The chapter on Hawaiʻi and the U.S.-Affiliated Pacific Islands appears in the Fifth National Climate Assessment, the most up-to-date and comprehensive U.S. report to evaluate climate change risks, impacts and responses. The assessment demonstrates that efforts to reduce greenhouse gas emissions and limit climate change impacts are underway in every U.S. region, including the Pacific Islands.
"Climate change continues to threaten things we care about," said Abby Frazier, a UH affiliate faculty member, an assistant professor at Clark University, and the chapter's lead author. "As the devastating hurricane-fueled wildfires on Maui and Typhoon Mawar in Guam made clear, when communities are already hurting from stressors like COVID-19, extreme weather can multiply harms.
"The sooner we scale up global action to curb threats from climate change, the better. Fortunately, cutting emissions or preparing for new extremes also creates immediate local benefits—improved health, a stronger economy, and more resilient communities."
The chapter's key takeaways for the region include:
- Climate change impairs access to healthy food and water. Increasing temperatures, altered rainfall, flooding, pollution and fisheries decline will further affect food and water availability.

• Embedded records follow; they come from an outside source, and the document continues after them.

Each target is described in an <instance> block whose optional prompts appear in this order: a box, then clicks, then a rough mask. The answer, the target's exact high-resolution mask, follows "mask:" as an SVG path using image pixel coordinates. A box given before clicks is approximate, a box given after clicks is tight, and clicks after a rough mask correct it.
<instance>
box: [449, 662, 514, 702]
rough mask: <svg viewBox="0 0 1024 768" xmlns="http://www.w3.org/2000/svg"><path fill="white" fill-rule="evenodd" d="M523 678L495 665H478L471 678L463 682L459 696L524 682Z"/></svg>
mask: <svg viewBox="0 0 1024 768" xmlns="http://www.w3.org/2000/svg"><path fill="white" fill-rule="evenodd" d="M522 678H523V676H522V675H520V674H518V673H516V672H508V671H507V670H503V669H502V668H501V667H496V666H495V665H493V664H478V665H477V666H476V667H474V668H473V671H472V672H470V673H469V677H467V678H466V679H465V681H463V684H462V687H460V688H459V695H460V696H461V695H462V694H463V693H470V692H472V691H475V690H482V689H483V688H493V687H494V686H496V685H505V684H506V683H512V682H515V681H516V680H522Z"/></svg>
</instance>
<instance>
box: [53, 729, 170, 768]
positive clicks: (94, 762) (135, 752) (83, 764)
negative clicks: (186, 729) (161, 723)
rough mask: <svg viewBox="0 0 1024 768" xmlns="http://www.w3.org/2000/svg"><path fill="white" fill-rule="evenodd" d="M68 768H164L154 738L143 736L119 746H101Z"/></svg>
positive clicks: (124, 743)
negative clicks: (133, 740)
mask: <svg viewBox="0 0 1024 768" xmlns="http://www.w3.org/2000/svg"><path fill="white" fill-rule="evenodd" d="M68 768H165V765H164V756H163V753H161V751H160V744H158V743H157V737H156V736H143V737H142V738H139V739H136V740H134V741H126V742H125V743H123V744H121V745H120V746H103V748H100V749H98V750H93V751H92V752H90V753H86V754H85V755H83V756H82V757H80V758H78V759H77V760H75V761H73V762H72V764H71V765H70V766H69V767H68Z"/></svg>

- Climate change undermines human health. Climate shocks and stressors compromise health care and worsen long-standing social and economic inequities that contribute to illness, but community strengths and adaptation measures can boost resilience.
- Rising sea levels harm infrastructure and islands' economies. Sea-level rise intensifies loss of territory and disrupts livelihoods, however, governments and communities are innovating through renewable energy, green infrastructure and sustainable economic growth.
- Responses help to safeguard tropical ecosystems and biodiversity. Increased fire risk, severe droughts, and ocean changes have broad negative impacts on native plants and wildlife and ocean ecosystems. Effective adaptation strategies include ecosystem protection and restoration, invasive species measures and fire prevention.
- Indigenous Peoples and their knowledge systems are central to the resilience of island communities amidst the changing climate.
Since the Fourth National Climate Assessment, published in 2018, a new component is the chapter's inclusion of a key message on human health and its emphasis on food security, integration of Indigenous knowledge, and recognition of data inequities for the Pacific Islands and U.S. Caribbean.
The full National Climate Assessment is published as an interactive website at nca2023.globalchange.gov and Chapter 30: Hawai'i and U.S.-Affiliated Pacific Islands at nca2023.globalchange.gov/chapter/30.
About the Fifth National Climate Assessment
Mandated in the Global Change Research Act of 1990, the National Climate Assessment provides authoritative scientific information about climate change risks, impacts, and responses in the U.S. The assessment reflects the scientific consensus and is widely used for decision-making but does not include policy recommendations nor advocate for any specific policy.
The Fifth National Climate Assessment includes 32 chapters on physical science, national-level sectors (such as water, energy, agriculture, ecosystems, transportation, health, infrastructure, etc.), regional impacts in the U.S., and responses. The assessment was written by a diverse team of more than 500 Federal and non-Federal authors and more than 250 technical contributors from every state. The report has undergone multiple rounds of review, including three opportunities for public comment, extensive agency review, and an external review by the National Academies of Sciences, Engineering, and Medicine.
The Hawai'i and U.S.-Affiliated Pacific Islands chapter has 16 authors and 41 technical contributors and is backed by nearly 500 citations from published literature.